I- Le discours direct:
1. Définition:
C'est un discours rapporté tel qu'il a été prononcé réellement, ou tel qu'il est censé avoir été prononcé par des personnages fictifs. Dans un récit, l'insertion de paroles rapportées au discours direct constitue une rupture; ce n'est plus le narrateur qui parle mais un de ses personnages; les paroles rapportées au discours direct font référence à la situation d'énonciation du personnage, en aucun cas à celle du narrateur.
2. Repérages:
Le changement de locuteur est indiqué par des guillemets ou des tirets. La ponctuation reproduit le ton et l'intention du nouveau locuteur peut être précisée par la présence d'un verbe de parole ou de pensée (dire ou l'un de ses synonymes) situé avant le propos, après le propos, ou en incise à l'intérieur du propos.
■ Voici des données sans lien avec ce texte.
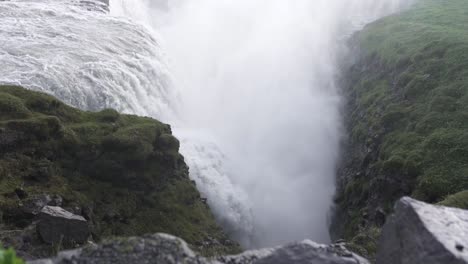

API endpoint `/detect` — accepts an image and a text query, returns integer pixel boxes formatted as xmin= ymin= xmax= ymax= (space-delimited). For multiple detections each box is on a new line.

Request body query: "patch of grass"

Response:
xmin=438 ymin=190 xmax=468 ymax=209
xmin=0 ymin=93 xmax=31 ymax=120
xmin=345 ymin=226 xmax=381 ymax=261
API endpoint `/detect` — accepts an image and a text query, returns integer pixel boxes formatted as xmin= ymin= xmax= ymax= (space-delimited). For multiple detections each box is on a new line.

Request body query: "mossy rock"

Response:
xmin=333 ymin=0 xmax=468 ymax=259
xmin=0 ymin=85 xmax=239 ymax=258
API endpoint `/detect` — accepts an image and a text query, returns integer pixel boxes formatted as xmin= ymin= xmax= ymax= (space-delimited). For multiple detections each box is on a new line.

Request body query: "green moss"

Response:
xmin=335 ymin=0 xmax=468 ymax=258
xmin=0 ymin=93 xmax=31 ymax=120
xmin=345 ymin=226 xmax=381 ymax=261
xmin=0 ymin=85 xmax=239 ymax=256
xmin=438 ymin=190 xmax=468 ymax=209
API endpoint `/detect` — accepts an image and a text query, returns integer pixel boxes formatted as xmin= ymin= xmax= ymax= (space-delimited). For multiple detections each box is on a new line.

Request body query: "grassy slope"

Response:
xmin=334 ymin=0 xmax=468 ymax=258
xmin=0 ymin=85 xmax=238 ymax=257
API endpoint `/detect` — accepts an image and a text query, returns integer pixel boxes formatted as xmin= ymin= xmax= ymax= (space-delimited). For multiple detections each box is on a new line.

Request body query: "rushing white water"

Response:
xmin=0 ymin=0 xmax=411 ymax=248
xmin=0 ymin=0 xmax=178 ymax=120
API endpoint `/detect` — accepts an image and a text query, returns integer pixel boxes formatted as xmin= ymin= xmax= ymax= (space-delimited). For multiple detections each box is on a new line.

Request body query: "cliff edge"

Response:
xmin=0 ymin=85 xmax=238 ymax=259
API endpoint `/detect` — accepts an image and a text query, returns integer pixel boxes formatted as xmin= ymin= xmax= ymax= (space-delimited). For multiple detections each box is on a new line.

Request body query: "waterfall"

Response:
xmin=110 ymin=0 xmax=412 ymax=247
xmin=0 ymin=0 xmax=411 ymax=248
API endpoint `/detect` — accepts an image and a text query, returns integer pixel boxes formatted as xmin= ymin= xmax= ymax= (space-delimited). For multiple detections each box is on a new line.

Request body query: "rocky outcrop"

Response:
xmin=376 ymin=197 xmax=468 ymax=264
xmin=0 ymin=85 xmax=238 ymax=259
xmin=28 ymin=234 xmax=204 ymax=264
xmin=28 ymin=234 xmax=369 ymax=264
xmin=37 ymin=206 xmax=89 ymax=246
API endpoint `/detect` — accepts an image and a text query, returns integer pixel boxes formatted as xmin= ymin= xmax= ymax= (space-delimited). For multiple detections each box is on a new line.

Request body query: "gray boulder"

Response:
xmin=219 ymin=241 xmax=369 ymax=264
xmin=376 ymin=197 xmax=468 ymax=264
xmin=37 ymin=206 xmax=89 ymax=246
xmin=28 ymin=234 xmax=207 ymax=264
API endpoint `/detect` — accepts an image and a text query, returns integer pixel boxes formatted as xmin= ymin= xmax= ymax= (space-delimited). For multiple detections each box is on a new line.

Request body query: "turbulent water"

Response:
xmin=0 ymin=0 xmax=178 ymax=119
xmin=0 ymin=0 xmax=410 ymax=248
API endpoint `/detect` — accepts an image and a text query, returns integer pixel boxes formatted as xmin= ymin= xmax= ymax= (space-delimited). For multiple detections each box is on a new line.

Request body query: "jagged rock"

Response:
xmin=376 ymin=197 xmax=468 ymax=264
xmin=219 ymin=241 xmax=369 ymax=264
xmin=29 ymin=234 xmax=370 ymax=264
xmin=22 ymin=195 xmax=53 ymax=216
xmin=28 ymin=234 xmax=207 ymax=264
xmin=37 ymin=206 xmax=89 ymax=246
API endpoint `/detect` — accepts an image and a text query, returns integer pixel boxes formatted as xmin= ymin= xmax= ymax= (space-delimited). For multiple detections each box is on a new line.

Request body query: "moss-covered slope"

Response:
xmin=0 ymin=85 xmax=238 ymax=257
xmin=332 ymin=0 xmax=468 ymax=258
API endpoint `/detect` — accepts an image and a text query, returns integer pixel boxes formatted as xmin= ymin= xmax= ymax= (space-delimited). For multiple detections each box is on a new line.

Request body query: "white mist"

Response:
xmin=111 ymin=0 xmax=411 ymax=248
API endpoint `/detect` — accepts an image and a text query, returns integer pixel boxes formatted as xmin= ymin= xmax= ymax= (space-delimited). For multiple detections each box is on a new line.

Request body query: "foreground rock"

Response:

On appelle proposition incise la proposition qui contient ce verbe de parole (attention, le sujet y est toujours inversé).
Exemple:
« Eh bien ! ajouta-t-il, la peau de l'animal ?
Mais que t'a-t-il dit à l'oreille ?
Car il s'approchait de bien près avec sa serre.
— Il m'a dit qu'il ne faut jamais
vendre la peau de l'ours qu'on ne l'ait mis par terre. » (Jean de La Fontaine, Fables)
3. Effets:
Le discours direct rend le nouveau locuteur plus présent; il permet de le caractériser en fonction de ses dires; et il cherche à faire vrai puisqu'il veut reproduire les propos fidèlement, sans déformation.
II- Le discours indirect:
1. Définition:
Le discours indirect évite le changement de système d'énonciation; le propos rapporté ne prend pas la place du discours premier, il lui est subordonné; elles se présentent d'ailleurs grammaticalement sous la forme d'une proposition subordonnée ou d'un groupe infinitif prépositionnel dépendant d'un verbe de parole.
Les paroles rapportées au discours indirect relèvent donc du même système d'énonciation que le reste de la narration.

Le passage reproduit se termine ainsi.